Two other agencies that cater to Western tourists wanting to visit North Korea - Koryo Tours and Uri Tours - said they were reviewing whether to keep offering their services to Americans.

Mr Warmbier was convicted of subversion after he tearfully confessed that he had tried to steal a propaganda banner while visiting with a tour group from China. The US wants North Korean dictator Kim Jong-un to abandon his nuclear and missile programmes.

Trump drew criticism in May when he said he would be "honoured" to meet with North Korean leader Kim Jong Un.

Parents Fred and Cindy Warmbier told The Associated Press in a statement the day of his release that they wanted "the world to know how we and our son have been brutalized and terrorized by the pariah regime " and expressed relief he had been returned to "finally be with people who love him".

"This had happened while Mr.
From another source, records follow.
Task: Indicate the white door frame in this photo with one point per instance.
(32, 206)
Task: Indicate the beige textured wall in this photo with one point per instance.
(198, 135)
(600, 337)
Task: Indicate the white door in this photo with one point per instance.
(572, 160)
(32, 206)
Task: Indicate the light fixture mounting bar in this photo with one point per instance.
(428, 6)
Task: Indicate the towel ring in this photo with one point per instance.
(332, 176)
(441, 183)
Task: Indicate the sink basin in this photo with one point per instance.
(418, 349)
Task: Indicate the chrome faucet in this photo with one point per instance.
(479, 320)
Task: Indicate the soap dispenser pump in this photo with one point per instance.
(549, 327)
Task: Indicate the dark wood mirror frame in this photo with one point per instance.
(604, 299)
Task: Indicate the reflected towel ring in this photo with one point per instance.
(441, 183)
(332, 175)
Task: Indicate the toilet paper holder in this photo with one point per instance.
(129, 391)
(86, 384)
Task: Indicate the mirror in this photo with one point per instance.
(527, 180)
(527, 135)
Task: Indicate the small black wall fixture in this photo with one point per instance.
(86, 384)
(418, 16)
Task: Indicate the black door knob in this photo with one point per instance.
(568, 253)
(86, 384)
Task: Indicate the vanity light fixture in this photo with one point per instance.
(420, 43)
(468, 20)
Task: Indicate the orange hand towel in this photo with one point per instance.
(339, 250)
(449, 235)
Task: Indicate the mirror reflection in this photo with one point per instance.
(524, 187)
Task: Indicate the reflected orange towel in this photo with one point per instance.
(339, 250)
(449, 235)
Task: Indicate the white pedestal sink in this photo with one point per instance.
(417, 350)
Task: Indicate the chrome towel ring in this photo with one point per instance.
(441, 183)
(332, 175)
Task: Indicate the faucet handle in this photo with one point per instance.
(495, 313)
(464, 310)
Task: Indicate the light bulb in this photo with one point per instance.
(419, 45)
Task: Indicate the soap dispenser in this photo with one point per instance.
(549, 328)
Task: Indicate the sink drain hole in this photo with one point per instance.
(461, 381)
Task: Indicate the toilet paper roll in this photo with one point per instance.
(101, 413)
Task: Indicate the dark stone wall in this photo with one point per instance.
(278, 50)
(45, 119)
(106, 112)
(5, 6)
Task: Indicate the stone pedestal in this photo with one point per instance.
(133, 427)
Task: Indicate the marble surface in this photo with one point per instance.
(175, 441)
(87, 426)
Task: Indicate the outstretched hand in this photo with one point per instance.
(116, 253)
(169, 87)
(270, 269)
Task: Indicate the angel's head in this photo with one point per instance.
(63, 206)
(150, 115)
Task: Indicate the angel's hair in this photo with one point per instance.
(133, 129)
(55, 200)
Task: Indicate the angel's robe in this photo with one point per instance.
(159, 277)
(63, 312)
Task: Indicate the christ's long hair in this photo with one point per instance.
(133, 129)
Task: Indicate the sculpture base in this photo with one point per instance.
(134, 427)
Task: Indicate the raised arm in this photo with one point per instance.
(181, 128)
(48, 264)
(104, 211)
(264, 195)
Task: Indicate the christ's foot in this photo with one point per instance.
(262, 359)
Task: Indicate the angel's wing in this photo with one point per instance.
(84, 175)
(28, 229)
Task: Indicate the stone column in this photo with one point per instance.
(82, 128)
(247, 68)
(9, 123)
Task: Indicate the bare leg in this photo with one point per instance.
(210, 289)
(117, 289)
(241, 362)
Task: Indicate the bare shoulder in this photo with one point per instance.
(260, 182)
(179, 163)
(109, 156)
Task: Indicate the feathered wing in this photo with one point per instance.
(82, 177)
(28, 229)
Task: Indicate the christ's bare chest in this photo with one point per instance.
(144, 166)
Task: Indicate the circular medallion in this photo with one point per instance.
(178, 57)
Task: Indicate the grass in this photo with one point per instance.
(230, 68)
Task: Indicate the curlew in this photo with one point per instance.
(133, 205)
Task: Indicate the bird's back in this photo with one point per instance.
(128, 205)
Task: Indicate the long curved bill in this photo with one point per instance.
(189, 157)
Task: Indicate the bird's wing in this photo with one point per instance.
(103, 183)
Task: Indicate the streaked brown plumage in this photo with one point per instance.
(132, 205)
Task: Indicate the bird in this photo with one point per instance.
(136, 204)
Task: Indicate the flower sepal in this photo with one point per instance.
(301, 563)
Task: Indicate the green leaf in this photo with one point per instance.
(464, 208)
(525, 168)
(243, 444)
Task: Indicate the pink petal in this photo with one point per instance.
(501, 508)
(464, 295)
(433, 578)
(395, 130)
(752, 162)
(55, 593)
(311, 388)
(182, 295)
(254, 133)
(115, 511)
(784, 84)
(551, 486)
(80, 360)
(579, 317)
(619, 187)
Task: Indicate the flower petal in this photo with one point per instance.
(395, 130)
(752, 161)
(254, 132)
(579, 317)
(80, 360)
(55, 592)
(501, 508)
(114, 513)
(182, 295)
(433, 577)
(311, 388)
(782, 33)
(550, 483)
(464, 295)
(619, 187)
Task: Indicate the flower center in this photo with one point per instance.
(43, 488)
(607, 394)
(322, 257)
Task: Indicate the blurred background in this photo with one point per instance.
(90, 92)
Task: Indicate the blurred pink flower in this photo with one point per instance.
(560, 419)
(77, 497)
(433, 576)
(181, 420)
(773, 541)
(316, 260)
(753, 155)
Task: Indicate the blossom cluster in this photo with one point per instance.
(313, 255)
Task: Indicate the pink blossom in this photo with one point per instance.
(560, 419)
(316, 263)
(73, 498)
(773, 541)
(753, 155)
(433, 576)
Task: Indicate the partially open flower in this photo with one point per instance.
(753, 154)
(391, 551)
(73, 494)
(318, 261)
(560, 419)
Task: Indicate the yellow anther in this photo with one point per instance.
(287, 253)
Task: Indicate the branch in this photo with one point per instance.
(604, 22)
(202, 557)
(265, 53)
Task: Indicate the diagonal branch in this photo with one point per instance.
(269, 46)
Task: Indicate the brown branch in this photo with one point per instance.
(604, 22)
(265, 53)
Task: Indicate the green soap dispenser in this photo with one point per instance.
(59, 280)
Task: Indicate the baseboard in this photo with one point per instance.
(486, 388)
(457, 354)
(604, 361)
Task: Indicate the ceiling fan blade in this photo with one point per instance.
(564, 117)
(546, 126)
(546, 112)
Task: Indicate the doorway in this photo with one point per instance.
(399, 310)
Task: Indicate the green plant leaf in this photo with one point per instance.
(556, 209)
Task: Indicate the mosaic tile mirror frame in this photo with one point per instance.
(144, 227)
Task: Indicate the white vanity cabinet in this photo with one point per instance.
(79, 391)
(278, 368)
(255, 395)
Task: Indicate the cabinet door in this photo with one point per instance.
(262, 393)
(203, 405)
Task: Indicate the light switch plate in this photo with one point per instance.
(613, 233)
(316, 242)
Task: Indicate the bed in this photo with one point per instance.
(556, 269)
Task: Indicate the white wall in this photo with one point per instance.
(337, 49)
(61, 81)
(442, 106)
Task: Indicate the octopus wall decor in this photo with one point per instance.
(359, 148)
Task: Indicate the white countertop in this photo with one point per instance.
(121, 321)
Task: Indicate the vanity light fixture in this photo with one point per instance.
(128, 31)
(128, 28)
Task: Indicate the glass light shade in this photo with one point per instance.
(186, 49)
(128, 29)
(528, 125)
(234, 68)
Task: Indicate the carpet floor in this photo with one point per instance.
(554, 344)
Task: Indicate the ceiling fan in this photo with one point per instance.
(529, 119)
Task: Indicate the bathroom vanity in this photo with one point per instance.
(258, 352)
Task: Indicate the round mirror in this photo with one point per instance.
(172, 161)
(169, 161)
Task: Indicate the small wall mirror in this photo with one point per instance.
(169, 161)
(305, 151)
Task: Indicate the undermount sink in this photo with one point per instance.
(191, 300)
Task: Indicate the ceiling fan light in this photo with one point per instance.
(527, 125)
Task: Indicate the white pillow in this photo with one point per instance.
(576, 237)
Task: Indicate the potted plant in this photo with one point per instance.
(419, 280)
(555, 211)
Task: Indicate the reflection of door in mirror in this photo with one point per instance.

Warmbier was in the detention of North Korean authorities", Moon Jae-in said Tuesday.

Otto Warmbier's body was transferred to the Hamilton County Coroner's officer where coroner Lakshmi Kode Sammarco will carry out her work.

He was kept there after giving a tearful press conference and was not seen again until last week when he was carried off a medical jet upon his return to the US.

Warmbier's family said they believed the student had found peace after being flown home. The company says the "tragic outcome" of Warmbier's trip - the American died after being jailed and had been in a coma - prompted the change.

It jars so strikingly with the fates of most past detained Americans that outside observers are left struggling not only with the mystery of what killed Warmbier but also with what his death means for attempts by Washington and its allies to stop North Korea's pursuit of a nuclear-tipped ICBM that can target the USA mainland. In contrast, Warmbier was 100% a United States citizen. The US government accuses North Korea of using such detainees as political pawns. He died six days after the North Koreans shipped his almost lifeless body home.

The Trump administration doesn't need an act of Congress to bar Americans from travelling to North Korea.

President Trump blamed the "brutality of the North Korean regime" for Warmbier's death. Pyongyang has also vowed to develop a nuclear-tipped intercontinental ballistic missile capable of hitting the USA mainland. After 17 months of detention, the North Korean government last week handed the 22-year-old over to USA authorities in a vegetative state.

"This will be the first of many meetings", the scholar said.